Bone, as a frequent site of tumor metastasis, exhibits a well-documented interplay between osteocytes and cancer cells. Multiple studies confirm that various cancer types exert cytotoxic effects on osteocytes, inducing osteocyte apoptosis (Pin et al., 2021; Jia et al., 2025). Intriguingly, breast cancer cells adaptively respond to mechanical stimuli, and alter osteocyte mechanosensing by increasing dendrite formation and downstream resorption (Wang et al., 2018). Conversely, osteocytes reciprocally regulate tumor behavior. Osteocyte-derived exosomal cargo has been shown to confer chemoresistance in multiple myeloma by inducing cancer stem cell-like phenotypic transitions (Cheng et al., 2023). Additionally, osteocyte-secreted tumor necrosis factor-alpha (TNF-α) suppresses cancer proliferation, though this effect is antagonized by tumor-derived transforming growth factor-beta (TGF-β) (Verbruggen et al., 2024). Surprisingly, Zhou et al. found that mitochondria transfer is also a way of regulation on cancer (Zhou et al., 2024). They demonstrated that osteocytes transfer mitochondria to metastatic cancer cells, thereby triggering the cGAS/STING-mediated antitumor response (Zhou et al., 2024). The research above presents a corner of bidirectional osteocyte-cancer crosstalk.
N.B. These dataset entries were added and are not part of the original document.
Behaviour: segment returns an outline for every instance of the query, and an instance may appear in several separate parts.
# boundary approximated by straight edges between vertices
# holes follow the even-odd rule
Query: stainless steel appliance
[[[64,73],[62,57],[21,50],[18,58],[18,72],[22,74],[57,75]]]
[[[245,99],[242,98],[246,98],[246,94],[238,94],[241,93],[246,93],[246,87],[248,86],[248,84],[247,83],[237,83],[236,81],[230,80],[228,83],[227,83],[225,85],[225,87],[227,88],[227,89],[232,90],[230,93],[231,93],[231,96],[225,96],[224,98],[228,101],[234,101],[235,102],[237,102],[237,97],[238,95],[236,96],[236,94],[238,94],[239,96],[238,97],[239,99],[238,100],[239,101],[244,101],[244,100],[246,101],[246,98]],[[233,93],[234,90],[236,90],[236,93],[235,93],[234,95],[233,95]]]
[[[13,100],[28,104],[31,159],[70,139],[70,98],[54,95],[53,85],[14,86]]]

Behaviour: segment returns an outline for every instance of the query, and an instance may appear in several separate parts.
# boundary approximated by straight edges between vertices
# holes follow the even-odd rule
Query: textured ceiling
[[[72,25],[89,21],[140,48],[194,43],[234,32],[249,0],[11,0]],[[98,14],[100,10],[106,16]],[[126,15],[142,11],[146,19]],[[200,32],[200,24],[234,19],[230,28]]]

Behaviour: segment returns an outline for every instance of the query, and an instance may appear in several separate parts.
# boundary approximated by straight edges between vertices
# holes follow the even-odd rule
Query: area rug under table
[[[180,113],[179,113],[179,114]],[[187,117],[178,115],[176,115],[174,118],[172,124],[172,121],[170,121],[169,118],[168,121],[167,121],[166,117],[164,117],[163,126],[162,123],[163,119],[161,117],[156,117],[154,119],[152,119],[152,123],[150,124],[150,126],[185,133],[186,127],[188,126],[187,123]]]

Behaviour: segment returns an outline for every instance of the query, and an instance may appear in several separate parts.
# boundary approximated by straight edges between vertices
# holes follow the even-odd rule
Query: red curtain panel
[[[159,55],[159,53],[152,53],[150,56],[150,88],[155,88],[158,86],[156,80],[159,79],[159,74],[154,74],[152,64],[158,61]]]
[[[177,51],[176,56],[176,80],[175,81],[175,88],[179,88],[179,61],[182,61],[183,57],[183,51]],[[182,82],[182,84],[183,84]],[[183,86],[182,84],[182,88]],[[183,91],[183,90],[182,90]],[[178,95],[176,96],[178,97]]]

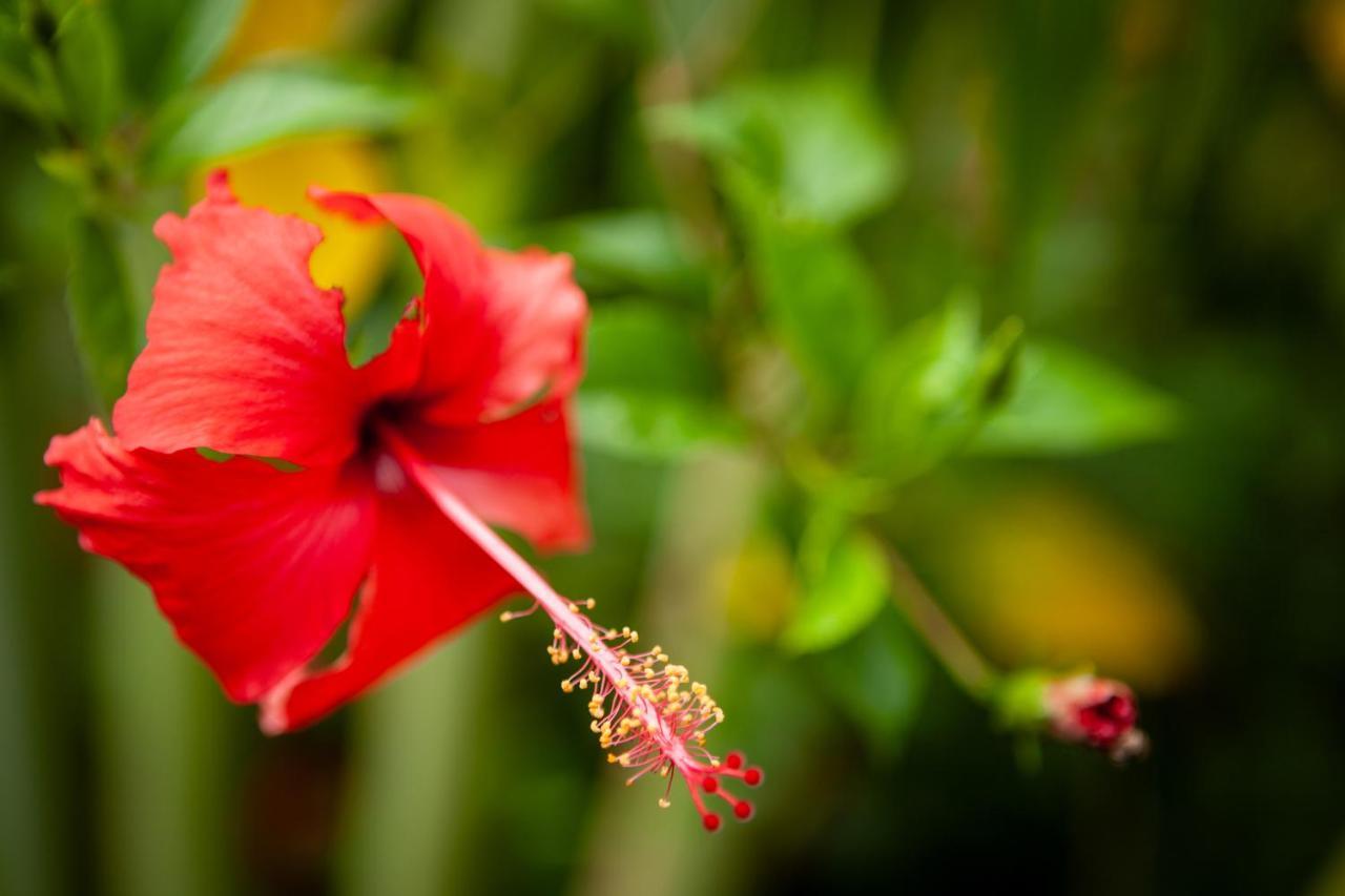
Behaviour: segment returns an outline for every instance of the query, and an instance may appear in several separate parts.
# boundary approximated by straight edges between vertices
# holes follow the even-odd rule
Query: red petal
[[[62,487],[38,503],[77,526],[86,550],[149,583],[231,700],[254,701],[312,659],[369,569],[363,476],[126,451],[97,420],[52,439],[46,461]]]
[[[303,465],[350,456],[364,401],[346,358],[340,291],[319,289],[308,273],[317,227],[239,206],[217,172],[187,218],[164,215],[155,233],[174,262],[113,412],[122,444]]]
[[[483,249],[441,206],[398,194],[311,191],[325,209],[385,219],[405,237],[425,276],[425,414],[467,424],[537,398],[568,396],[582,374],[588,316],[570,260],[533,249]]]
[[[444,486],[486,521],[542,549],[589,539],[569,400],[476,426],[416,426],[404,435]]]
[[[420,490],[402,484],[379,495],[374,569],[346,654],[328,669],[296,673],[266,694],[265,732],[317,721],[518,591],[514,578]]]

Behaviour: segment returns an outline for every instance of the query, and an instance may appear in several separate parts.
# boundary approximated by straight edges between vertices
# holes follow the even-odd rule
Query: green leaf
[[[31,55],[17,23],[0,13],[0,104],[39,117],[42,98],[35,85]]]
[[[666,391],[710,398],[717,374],[691,319],[652,301],[593,307],[585,389]]]
[[[846,223],[892,198],[902,161],[866,86],[811,71],[730,87],[652,112],[656,133],[751,171],[787,218]]]
[[[191,0],[180,4],[159,59],[153,96],[167,97],[195,83],[229,46],[246,0]]]
[[[414,121],[428,97],[386,69],[305,61],[260,66],[169,104],[145,148],[151,174],[169,178],[210,159],[332,130],[387,130]]]
[[[826,530],[834,522],[823,518],[810,526]],[[807,654],[835,647],[869,624],[886,603],[888,565],[882,549],[863,533],[842,531],[820,562],[806,565],[818,568],[802,570],[802,600],[780,636],[785,650]]]
[[[75,344],[104,408],[126,389],[137,348],[136,311],[110,227],[93,218],[75,222],[66,303]]]
[[[1169,435],[1171,400],[1067,346],[1036,342],[1002,410],[976,435],[978,453],[1064,455],[1106,451]]]
[[[599,304],[588,336],[578,404],[585,447],[666,461],[742,441],[687,315],[650,301]]]
[[[896,334],[858,401],[863,467],[900,482],[964,448],[1011,387],[1021,334],[1010,319],[982,346],[970,296]]]
[[[767,319],[819,398],[839,404],[881,344],[878,287],[843,235],[780,218],[751,175],[729,176]]]
[[[578,417],[585,448],[638,460],[681,460],[744,439],[729,412],[672,393],[581,391]]]
[[[818,669],[869,749],[896,755],[929,686],[929,659],[901,618],[894,611],[881,613],[857,638],[820,654]]]
[[[70,124],[86,140],[101,139],[125,100],[117,35],[102,4],[83,0],[61,19],[55,66]]]
[[[596,289],[703,292],[703,273],[674,218],[654,209],[601,211],[558,221],[539,244],[574,257],[577,274]]]

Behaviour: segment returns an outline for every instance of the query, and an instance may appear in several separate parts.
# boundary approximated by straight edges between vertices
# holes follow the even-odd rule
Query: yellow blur
[[[328,47],[351,5],[344,0],[252,0],[215,65],[215,77],[262,57]],[[215,168],[229,170],[234,192],[245,204],[297,214],[320,226],[324,238],[309,265],[313,281],[343,289],[347,313],[369,303],[387,266],[393,246],[389,233],[317,210],[308,202],[307,190],[311,184],[359,192],[387,190],[387,171],[373,140],[320,135],[211,159],[191,178],[192,200],[204,195],[206,175]]]
[[[323,229],[324,239],[309,265],[317,285],[340,287],[348,312],[370,300],[391,253],[390,231],[321,211],[305,192],[309,184],[362,192],[386,190],[383,163],[367,139],[323,135],[213,160],[192,178],[194,199],[204,195],[206,172],[219,167],[229,170],[234,192],[245,204],[297,214]]]
[[[1143,542],[1083,496],[1020,492],[971,521],[952,576],[968,627],[1007,666],[1093,663],[1139,690],[1196,662],[1185,597]]]

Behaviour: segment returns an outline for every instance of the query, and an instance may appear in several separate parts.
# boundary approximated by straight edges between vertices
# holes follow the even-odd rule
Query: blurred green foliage
[[[0,893],[1332,892],[1340,0],[0,0]],[[31,506],[124,387],[155,217],[327,137],[574,257],[596,539],[545,566],[713,685],[752,826],[612,792],[529,622],[268,741]],[[362,358],[417,288],[375,273]],[[1192,666],[1126,771],[1029,771],[889,600],[898,546],[1011,631],[959,565],[1052,490],[1119,584],[1033,612]],[[1042,531],[1013,570],[1061,595]],[[1048,635],[993,659],[1091,659]]]

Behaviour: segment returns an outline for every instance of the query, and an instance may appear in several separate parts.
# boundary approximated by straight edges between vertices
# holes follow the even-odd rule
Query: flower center
[[[730,752],[721,761],[705,747],[705,736],[724,721],[724,710],[710,697],[705,685],[693,682],[685,666],[668,662],[659,647],[635,652],[639,632],[631,628],[604,628],[584,615],[578,603],[562,597],[495,534],[438,478],[395,432],[391,425],[377,425],[377,440],[395,460],[405,476],[424,490],[426,496],[472,541],[488,553],[519,588],[533,597],[523,611],[506,612],[504,622],[529,616],[538,607],[550,616],[551,644],[547,654],[555,665],[582,661],[578,670],[561,682],[566,693],[592,690],[589,714],[599,744],[608,751],[608,761],[635,770],[627,784],[651,771],[668,779],[659,805],[668,806],[674,772],[686,782],[691,802],[707,830],[718,830],[720,815],[709,810],[702,794],[714,795],[729,805],[734,818],[752,817],[752,803],[734,796],[721,783],[736,778],[749,787],[761,783],[760,768],[746,768],[742,755]],[[593,601],[584,601],[592,609]]]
Mechanical stimuli further modulate this interaction. Low-magnitude, high-frequency vibration attenuates cancer extravasation by targeting osteocyte signaling, thereby inhibiting skeletal metastasis (Song et al., 2022). Fan et al. demonstrated stress magnitude-dependent duality: physiological loading induces mesenchymal-to-epithelial transition (MET) in vitro and suppresses osteolysis in vivo, whereas pathological overloading promotes epithelial-to-mesenchymal transition (EMT) and osteoclastic activation (Fan et al., 2020). These experimental findings underscore the multifaceted nature of mechanical stimulation effects. Analogously, distinct tumor cell types exhibit differential responses to biomechanical cues. Investigations revealed that osteocytes suppress metastatic progression in breast and prostate malignancies, manifesting attenuated proliferation and diminished invasive capacity in tumor cells (Verbruggen et al., 2021). Mechanical activation of osteocytes predominantly counteracts these tumor-suppressive effects in breast cancer models, whereas prostate cancer cells remain refractory to such biomechanical modulation (Verbruggen et al., 2021). The studies mentioned above focusing on osteocyte-tumor interactions, particularly those incorporating mechanical loading stimulation, provide critical insights into elucidating bone metastasis-associated mechanisms.